Giuseppe Salerno, Sr Associate IDS Digital Solutions And Data Engineering, Eli Lilly Italia

Repeatable and stable manufacturing processes are essential for ensuring a reliable supply. In the realm of pharmaceutical continuous batch processes, maintaining stability amidst the intricate web of multivariate time series variables presents a significant challenge.
This presentation introduces a solution tailored to address this challenge by harnessing the combined capabilities of Seeq and Power BI. The integration facilitates anomaly detection within continuous batch processing, streamlining the diagnostic process to pinpoint and mitigate sources of process variability.

Built on a data-driven foundation, the solution employs time series distance computation between a golden standard series and those generated during production cycles. These data inputs fuel a neural network tasked with classifying cycles as anomalous or within expected parameters.

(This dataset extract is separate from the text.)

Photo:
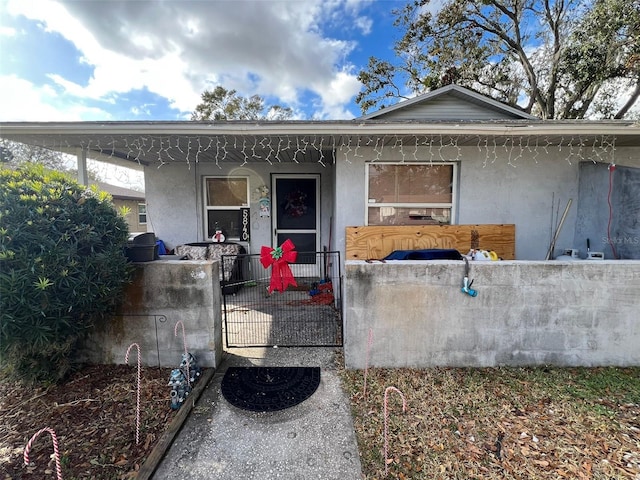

What distinguishes this solution is its level of abstraction and adaptability, allowing for easy replication across different production processes with very limited configuration effort. Moreover, its operational versatility via Python embedded in Seeq Data Lab promotes scalability across various manufacturing environments.
This presentation not only showcases the effectiveness of the solution in ensuring process stability but also emphasizes its adaptability and scalability, highlighting its potential as a versatile tool for enhancing reliability in pharmaceutical manufacturing.